Common Use Cases and Best Practices

  • Returning Python DataFrames: When a task returns a pandas.DataFrame or pyarrow.Table directly, Flyte automatically wraps it in a DataFrame and uses the registered encoders to serialize it to the default format (e.g., Parquet) and storage location.
    import pandas as pd
    @task
    def generate_report() -> pd.DataFrame:
    df = pd.DataFrame({"metric": [10, 20], "value": [100, 200]})
    return df # Automatically wrapped and serialized
  • Explicitly Managing DataFrames: For more control, or when dealing with external URIs, explicitly create DataFrame instances.
    from flyte.io._dataframe.dataframe import DataFrame
    @task
    def load_external_data(uri: str) -> DataFrame:
    return DataFrame(uri=uri, file_format="csv")
  • Lazy Loading for Performance: Always use df.open(DesiredType).all() or df.open(DesiredType).iter() inside the task where the data is needed. This ensures data is only downloaded and deserialized when explicitly requested, improving performance and resource utilization.
  • Custom Handlers: For unsupported DataFrame libraries (e.g., Dask, Spark DataFrames) or custom file formats, implement DataFrameEncoder and DataFrameDecoder and register them with the DataFrameTransformerEngine. This extends Flyte's capabilities to your specific data ecosystem.
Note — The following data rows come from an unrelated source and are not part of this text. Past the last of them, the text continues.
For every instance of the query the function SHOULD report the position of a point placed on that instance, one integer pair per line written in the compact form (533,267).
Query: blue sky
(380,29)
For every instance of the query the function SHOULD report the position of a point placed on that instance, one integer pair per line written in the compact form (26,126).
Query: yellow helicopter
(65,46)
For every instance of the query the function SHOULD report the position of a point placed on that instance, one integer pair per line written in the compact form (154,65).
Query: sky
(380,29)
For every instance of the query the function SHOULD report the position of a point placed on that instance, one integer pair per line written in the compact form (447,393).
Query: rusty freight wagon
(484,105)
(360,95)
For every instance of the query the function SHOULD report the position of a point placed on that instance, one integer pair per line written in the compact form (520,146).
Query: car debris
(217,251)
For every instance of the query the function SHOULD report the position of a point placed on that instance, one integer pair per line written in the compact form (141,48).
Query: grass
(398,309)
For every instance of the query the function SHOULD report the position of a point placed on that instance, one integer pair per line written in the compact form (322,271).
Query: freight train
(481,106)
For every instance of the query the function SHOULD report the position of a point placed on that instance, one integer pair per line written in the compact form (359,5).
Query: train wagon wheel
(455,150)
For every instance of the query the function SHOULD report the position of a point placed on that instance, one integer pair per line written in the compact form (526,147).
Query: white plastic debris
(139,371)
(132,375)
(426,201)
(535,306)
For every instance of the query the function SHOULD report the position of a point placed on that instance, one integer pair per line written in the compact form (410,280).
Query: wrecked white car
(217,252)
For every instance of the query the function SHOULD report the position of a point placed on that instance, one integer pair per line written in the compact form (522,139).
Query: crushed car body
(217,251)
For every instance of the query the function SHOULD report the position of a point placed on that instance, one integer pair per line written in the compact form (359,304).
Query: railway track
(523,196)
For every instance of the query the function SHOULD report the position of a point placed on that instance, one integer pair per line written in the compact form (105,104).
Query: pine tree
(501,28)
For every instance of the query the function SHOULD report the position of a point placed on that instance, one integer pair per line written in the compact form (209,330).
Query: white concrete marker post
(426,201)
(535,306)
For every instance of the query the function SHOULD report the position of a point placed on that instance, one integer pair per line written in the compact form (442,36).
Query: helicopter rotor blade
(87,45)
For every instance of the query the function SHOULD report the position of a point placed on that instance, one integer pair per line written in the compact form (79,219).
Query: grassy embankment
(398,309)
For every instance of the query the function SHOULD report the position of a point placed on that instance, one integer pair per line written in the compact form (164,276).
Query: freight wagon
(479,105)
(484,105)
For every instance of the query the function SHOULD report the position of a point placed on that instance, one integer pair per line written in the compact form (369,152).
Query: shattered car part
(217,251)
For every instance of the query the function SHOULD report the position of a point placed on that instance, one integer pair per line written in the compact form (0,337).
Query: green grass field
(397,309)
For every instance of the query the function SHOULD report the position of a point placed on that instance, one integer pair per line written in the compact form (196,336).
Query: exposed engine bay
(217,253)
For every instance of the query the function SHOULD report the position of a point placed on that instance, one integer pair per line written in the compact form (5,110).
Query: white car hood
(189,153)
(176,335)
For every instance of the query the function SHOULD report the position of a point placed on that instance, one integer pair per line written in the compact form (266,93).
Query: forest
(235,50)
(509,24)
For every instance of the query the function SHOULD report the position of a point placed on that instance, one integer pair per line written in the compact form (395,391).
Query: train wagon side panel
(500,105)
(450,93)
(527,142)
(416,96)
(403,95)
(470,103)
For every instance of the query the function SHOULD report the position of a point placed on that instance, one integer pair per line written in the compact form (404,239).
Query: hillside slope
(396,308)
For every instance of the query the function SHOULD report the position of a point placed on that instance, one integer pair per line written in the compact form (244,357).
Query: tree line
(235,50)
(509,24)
Limitations and Considerations

  • Wrapper vs. Data: The DataFrame class is a wrapper. Direct manipulation of its uri or file_format properties does not alter the underlying data until a new DataFrame instance is created or the data is re-encoded.
  • Column Subsetting: While Flyte passes column schema information to decoders, it is the responsibility of the decoder implementation to respect and apply this subsetting logic when loading data.
  • Protocol Resolution: The DataFrameTransformerEngine attempts to infer the storage protocol (e.g., "s3", "file") from the URI or the execution context. Ensure URIs are well-formed or that default protocols are correctly configured for your environment.
  • Error Handling: Handlers include logic to gracefully handle common storage errors, such as NoCredentialsError for S3, by attempting anonymous access. However, robust error handling for specific storage backends should be considered in custom handler implementations.